O confronto marca um momento importante na guerra civil sudanesa, que começou em abril de 2023, quando confrontos se iniciaram entre as Forças Armadas Sudanesas, o exército oficial do país, e as Forças de Apoio Rápido (RSF), uma poderosa organização paramilitar que surgiu das milícias Janjaweed, responsáveis por atrocidades em massa em Darfur no início dos anos 2000. Desde então, o conflito já matou dezenas de milhares de pessoas, deslocou milhões e criou uma das piores crises humanitárias do mundo. Ambos os lados têm recorrido cada vez mais a drones armados como principal ferramenta de ataque e reconhecimento, tornando os céus sobre o Sudão um domínio contestado de maneiras que seriam impensáveis quando a guerra começou.
O Bayraktar Akıncı é o drone de combate mais capaz da Turquia, construído pela Baykar, a empresa de defesa sediada em Istambul que também produz o Bayraktar TB2, menor e mais conhecido. Enquanto o TB2 é um sistema de média altitude projetado principalmente para ataque terrestre e reconhecimento, o Akıncı é uma plataforma de alta altitude e longa duração, construída para transportar cargas úteis mais pesadas e realizar missões mais exigentes. Ele pode atingir altitudes acima de 12.000 metros, transportar várias armas ar-solo e ar-ar simultaneamente e operar com um alto grau de autonomia. O Sudão adquiriu o Akıncı como parte de um esforço mais amplo para desenvolver suas capacidades de drones, e as Forças Armadas Sudanesas têm usado extensivamente os sistemas TB2 e Akıncı desde o início da guerra.
O uso de um míssil ar-ar disparado de um drone para destruir outro drone não é uma ocorrência comum em nenhum campo de batalha, e as imagens do Clash Report mostrando esse confronto chamam a atenção por esse motivo. A defesa aérea tradicional depende de sistemas de radar terrestres, mísseis terra-ar ou aeronaves de combate tripuladas para interceptar ameaças aéreas. Usar um drone armado em uma função de caçador-destruidor contra outro drone representa uma abordagem diferente, que elimina a necessidade de mobilizar recursos escassos de defesa aérea terrestre ou colocar uma aeronave tripulada em risco. O Akıncı tem a capacidade de montar mísseis ar-ar juntamente com suas armas de ataque ao solo, uma capacidade que a Baykar destacou em seus materiais promocionais, mas que teve uso em combate confirmado limitado até agora.

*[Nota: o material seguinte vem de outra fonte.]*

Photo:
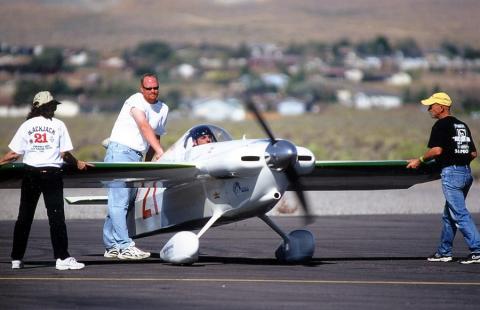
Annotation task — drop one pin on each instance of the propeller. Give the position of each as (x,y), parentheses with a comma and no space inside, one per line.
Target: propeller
(282,156)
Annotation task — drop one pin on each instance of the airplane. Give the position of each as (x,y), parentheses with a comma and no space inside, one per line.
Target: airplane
(196,187)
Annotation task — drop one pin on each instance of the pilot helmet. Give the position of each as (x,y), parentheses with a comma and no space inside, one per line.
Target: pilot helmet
(202,130)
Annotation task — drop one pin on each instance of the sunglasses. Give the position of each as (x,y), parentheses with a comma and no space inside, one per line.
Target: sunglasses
(150,88)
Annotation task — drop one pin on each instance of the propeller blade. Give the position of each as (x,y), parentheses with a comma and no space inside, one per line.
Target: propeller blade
(294,181)
(251,106)
(290,171)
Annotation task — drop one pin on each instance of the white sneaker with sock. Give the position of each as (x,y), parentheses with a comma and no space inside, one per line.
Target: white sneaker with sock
(68,263)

A identidade do drone que as Forças Armadas Sudanesas abateram permanece não confirmada nas imagens do Clash Report. As Forças de Apoio Rápido operaram vários sistemas não tripulados ao longo do conflito, com drones de fabricação iraniana relatados entre os tipos em seu inventário, embora a verificação independente de aquisições específicas de drones das FAR tenha sido difícil devido ao ambiente de informações da guerra. A guerra civil no Sudão tornou-se um dos ambientes de guerra com drones mais intensos fora da Ucrânia e do Oriente Médio. Tanto as Forças Armadas Sudanesas quanto as Forças de Apoio Rápido (RSF) utilizaram drones armados para atacar áreas urbanas, posições militares e alvos de infraestrutura em todo o país. Os avanços das RSF em Cartum e outras grandes cidades em 2023 e 2024 foram monitorados e contestados, em parte, por meio de vigilância aérea, e ataques com drones foram documentados em Darfur, no estado de Cartum e ao longo dos principais eixos de combate terrestre. O conflito tornou-se, efetivamente, um campo de testes para táticas com drones em um contexto da África subsaariana, com ambos os lados se adaptando rapidamente às capacidades aéreas um do outro.